As I understand it, Florida legislators have made it lawful to starve/dehydrate to the former [PVS] to death, but not the latter [minimally conscious]. Hence the desperate attempts to get the court to recognize opinions that Terri Schiavo was not "PVS."

Florida case law does not even require a finding of PVS. Only a finding of incompetence.

Supreme Court of Florida.

In re GUARDIANSHIP OF Estelle M. BROWNING.
STATE of Florida, Petitioner,
v.
Doris F. HERBERT, etc., Respondent.

No. 74174.

Sept. 13, 1990.

BARKETT, Justice.

We have for review In re Guardianship of Browning, 543 So.2d 258 (Fla. 2d DCA 1989), in which the district court certified the following question as one of great public importance:

Whether the guardian of a patient who is incompetent but not in a permanent vegetative state and who suffers from an incurable, but not terminal condition, may exercise the patient's right of self-determination to forego sustenance provided artificially by a nasogastric tube?

Id. at 274. [FN1] We answer the question in the affirmative as qualified in this opinion.

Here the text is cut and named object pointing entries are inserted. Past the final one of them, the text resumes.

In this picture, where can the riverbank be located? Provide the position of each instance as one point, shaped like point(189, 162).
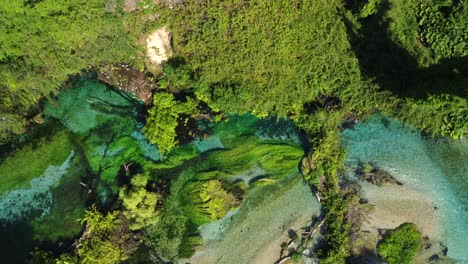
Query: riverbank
point(256, 232)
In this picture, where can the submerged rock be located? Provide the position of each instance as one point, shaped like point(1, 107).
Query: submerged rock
point(375, 175)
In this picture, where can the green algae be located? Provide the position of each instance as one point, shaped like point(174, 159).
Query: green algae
point(68, 206)
point(21, 166)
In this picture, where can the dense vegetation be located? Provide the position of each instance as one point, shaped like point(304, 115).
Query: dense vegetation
point(400, 245)
point(318, 63)
point(43, 42)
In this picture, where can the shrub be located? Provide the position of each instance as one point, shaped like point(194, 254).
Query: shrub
point(401, 244)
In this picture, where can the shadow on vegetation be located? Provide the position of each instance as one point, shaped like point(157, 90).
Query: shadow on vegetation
point(366, 257)
point(395, 69)
point(15, 242)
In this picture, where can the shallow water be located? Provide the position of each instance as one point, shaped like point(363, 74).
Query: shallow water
point(102, 130)
point(437, 167)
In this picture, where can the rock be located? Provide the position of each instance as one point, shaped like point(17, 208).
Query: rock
point(126, 78)
point(158, 46)
point(375, 175)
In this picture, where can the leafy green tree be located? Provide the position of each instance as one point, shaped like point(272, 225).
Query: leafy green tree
point(139, 204)
point(400, 245)
point(177, 76)
point(163, 119)
point(104, 240)
point(263, 57)
point(166, 238)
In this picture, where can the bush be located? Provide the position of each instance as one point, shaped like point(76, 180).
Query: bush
point(401, 244)
point(163, 119)
point(139, 204)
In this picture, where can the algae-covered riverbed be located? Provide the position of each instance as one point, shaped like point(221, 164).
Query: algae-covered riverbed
point(92, 133)
point(235, 191)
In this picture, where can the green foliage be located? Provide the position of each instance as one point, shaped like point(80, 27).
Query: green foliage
point(43, 42)
point(139, 204)
point(445, 115)
point(369, 8)
point(21, 166)
point(165, 238)
point(442, 27)
point(206, 201)
point(103, 241)
point(164, 117)
point(329, 157)
point(298, 51)
point(68, 206)
point(176, 76)
point(400, 245)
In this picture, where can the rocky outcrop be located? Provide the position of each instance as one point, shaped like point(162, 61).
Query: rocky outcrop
point(126, 78)
point(375, 175)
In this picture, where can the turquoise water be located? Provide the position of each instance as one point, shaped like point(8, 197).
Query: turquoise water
point(437, 167)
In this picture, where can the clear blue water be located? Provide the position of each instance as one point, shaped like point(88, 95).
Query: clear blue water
point(438, 167)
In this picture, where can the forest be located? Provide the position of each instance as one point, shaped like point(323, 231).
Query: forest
point(153, 172)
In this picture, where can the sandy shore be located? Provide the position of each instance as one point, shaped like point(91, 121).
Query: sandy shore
point(257, 237)
point(395, 204)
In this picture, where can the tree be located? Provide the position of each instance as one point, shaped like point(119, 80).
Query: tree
point(43, 42)
point(164, 117)
point(139, 204)
point(105, 240)
point(400, 245)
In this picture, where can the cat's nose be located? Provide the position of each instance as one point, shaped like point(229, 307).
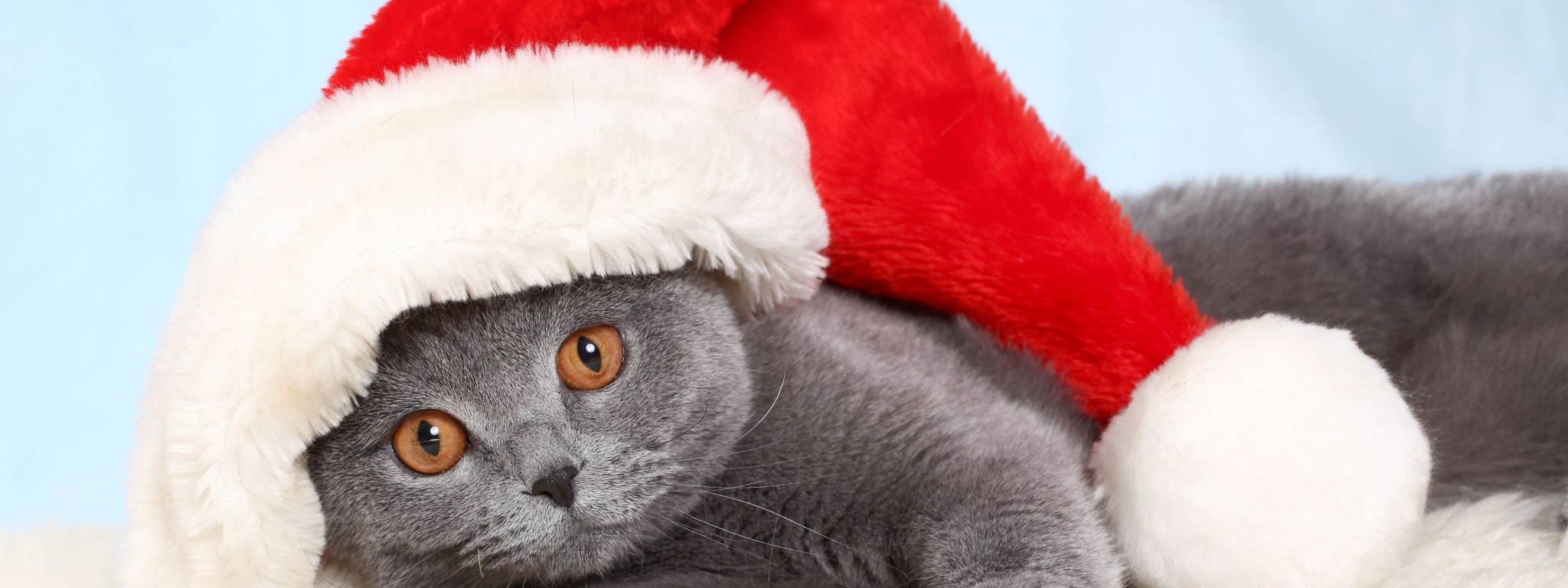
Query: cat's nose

FN1. We have jurisdiction. Art. V, 3(b)(4), Fla. Const. Estelle Browning died on July 16, 1989, at the age of 89. Although the claim is moot, we accept jurisdiction because the issue raised is of great public importance and likely to recur. In re T.W., 551 So.2d 1186, 1189 (Fla.1989); Holly v. Auld, 450 So.2d 217, 218 n. 1 (Fla.1984).

I. THE FACTS

On November 19, 1985, a competent Estelle Browning executed a declaration that provides, in part:

If at any time I should have a terminal condition and if my attending physician has determined that there can be no recovery from such condition and that my death is imminent, I direct that life-prolonging procedures be withheld or withdrawn when the application of such procedures would serve only to prolong artificially the process of dying.

In addition, Mrs. Browning stipulated that she desired not to have "nutrition and hydration (food and water) provided by gastric tube or intravenously." [FN2]

FN2. The entire form is reproduced in the appendix of the district court's opinion. In re Guardianship of Browning, 543 So.2d 258, 275 (Fla. 2d DCA 1989).

At eighty-six years of age, Mrs. Browning suffered a stroke.

...

The consensus of the medical evidence indicated that the brain damage caused by the hemorrhage was major and permanent and that there was virtually no chance of recovery. Death would occur within seven to ten days were the nasogastric feeding tube removed. However, Mrs. Browning's life could have been prolonged up to one year as long as she was maintained on the feeding tube and assuming the absence of infection.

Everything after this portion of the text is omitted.